The rich and privileged are present in this book, but only in their role as tormentors of the ordinary people or as thoroughly bad examples. They are not presented as cardboard-cut-out villains, but I will admit to having no sympathy for them. The poor are my main interest, although they are not always presented as heroes. There was little scope for heroics when conditions were so bad.

Luckily, this is one of the first eras in history in which the voice of the poor can be heard, albeit faintly and often through the filter of people who had no regard for them. The eighteenth century was a time of rising literacy and for the first time the lower orders could sometimes speak without the squire or the vicar looking over their shoulder. We also have, faintly but with growing confidence, the voice of women. I have tried to find original stories of real people that shine a light on their life.

The book falls into four parts: the appalling experiences of the poor in the years 1811-1820; the failure of the rich to help and their tendency to make things worse; the ramshackle and the corrupt nature of the British state; and finally, some aspects of social history which show how very different we are from our Regency ancestors.

Chapter 1
The Darkness Years

This year has been a very uncommon one. The spring was exceeding cold and backward or rather there was no spring, the summer was cold and wet, or rather we had no summer. The Crop was very bad and unproductive. The Harvest was very late, the crop was not well got in. A Scarcity has taken place. The Quartern loaf is 1/6, other articles in proportion.

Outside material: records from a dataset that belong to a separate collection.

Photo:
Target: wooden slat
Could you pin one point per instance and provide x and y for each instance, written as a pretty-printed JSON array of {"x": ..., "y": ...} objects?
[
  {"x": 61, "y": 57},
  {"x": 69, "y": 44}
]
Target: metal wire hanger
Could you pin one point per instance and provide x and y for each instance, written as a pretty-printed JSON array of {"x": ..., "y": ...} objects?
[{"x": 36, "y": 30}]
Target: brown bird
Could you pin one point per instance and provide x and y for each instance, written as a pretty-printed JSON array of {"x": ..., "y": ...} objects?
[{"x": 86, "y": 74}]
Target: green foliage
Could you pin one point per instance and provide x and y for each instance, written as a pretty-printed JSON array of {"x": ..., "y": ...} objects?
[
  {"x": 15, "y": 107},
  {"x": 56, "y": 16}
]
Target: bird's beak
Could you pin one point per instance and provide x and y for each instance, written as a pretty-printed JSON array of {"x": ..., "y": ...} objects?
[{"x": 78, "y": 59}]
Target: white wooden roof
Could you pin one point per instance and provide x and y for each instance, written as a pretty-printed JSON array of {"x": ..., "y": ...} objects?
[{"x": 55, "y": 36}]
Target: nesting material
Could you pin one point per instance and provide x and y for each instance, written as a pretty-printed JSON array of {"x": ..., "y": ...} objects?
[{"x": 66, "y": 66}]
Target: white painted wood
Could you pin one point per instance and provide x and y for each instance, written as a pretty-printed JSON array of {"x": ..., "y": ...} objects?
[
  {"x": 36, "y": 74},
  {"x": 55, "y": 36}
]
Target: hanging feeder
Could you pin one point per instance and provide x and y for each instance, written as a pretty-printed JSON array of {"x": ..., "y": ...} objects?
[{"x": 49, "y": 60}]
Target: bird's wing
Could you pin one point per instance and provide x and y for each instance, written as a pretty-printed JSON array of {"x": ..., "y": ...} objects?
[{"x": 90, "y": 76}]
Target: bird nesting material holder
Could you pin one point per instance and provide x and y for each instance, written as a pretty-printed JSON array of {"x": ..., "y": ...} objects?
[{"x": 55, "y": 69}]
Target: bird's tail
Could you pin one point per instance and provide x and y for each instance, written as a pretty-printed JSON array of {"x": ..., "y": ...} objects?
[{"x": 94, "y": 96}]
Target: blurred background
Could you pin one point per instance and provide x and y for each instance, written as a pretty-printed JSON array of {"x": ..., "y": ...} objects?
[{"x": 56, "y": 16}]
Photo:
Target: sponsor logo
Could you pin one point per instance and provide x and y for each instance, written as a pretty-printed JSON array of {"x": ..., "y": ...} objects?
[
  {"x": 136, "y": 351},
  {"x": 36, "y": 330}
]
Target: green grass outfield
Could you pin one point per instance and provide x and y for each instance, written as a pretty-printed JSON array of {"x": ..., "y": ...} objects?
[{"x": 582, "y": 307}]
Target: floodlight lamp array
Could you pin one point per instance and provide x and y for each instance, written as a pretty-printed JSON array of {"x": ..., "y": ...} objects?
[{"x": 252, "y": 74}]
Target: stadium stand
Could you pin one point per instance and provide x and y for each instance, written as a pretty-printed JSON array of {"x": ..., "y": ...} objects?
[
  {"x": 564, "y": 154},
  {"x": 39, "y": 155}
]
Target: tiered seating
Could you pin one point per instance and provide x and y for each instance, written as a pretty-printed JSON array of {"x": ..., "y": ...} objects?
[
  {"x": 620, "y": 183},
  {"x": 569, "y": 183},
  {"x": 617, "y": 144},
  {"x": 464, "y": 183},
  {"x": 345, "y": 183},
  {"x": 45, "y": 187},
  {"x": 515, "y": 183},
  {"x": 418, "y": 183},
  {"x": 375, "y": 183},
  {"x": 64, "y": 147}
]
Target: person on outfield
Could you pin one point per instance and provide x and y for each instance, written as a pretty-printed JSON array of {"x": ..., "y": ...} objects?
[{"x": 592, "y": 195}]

There never was so many beggars as thee is at present in our streets. Taxes are high and are levied with Severity. Petitions for a reform have been presented to the Prince Regent from London and other Cities, and have not been well received. Neither trade nor commerce are revived. Tradesmen and labourers are out of employ and are in a state of Starvation. The Regent and his ministers do not seem to care for the grievances under which the Nation groans under, and seem to be deaf to a reform of flagrant abuses that universally exist in the expenditure of the Public money.

Diary of Edward Lucas of Stirling, 31 December 1816.

T he title of this book is more than a metaphor. The period 1810 to 1820 was one of the darkest and coldest in the last 200 years. The causes are well known now; in April 1815 there was a colossal eruption of Mount Tambora, in present-day Indonesia. It was the biggest explosion on our planet for 80,000 years, pushing ash and pumice into the air, but more importantly, pushing sulphur above the atmospheric level of the weather. The sulphur became sulphuric acid. The earth cooled, harvests were decimated and trade and transport were hugely affected. Between 1809 and 1820 there had only been one really good harvest in Britain, that was in 1815, just before the eruption. 1816 was the worst; it was The Year Without A Summer; forty days of rain in spring in most of the country; frosts in June and July; orange and brown snow in winter; and bright yellow and reddish-brown sunsets, as clearly shown on Turners painting from this period.

The cause was not known at the time, although it was suspected by some that the weather was outside of normal variations. The Leicester Journal commented in July 1816, such inclement weather is scarcely remembered by the oldest person living.

The temporary cooling was made worse by a cyclical increase in sunspots called the Dalton minimum, which also reduced global temperatures. On some days in July 1816 the sunspots could be seen quite easily with the naked eye and some people panicked, thinking the end of the world was approaching.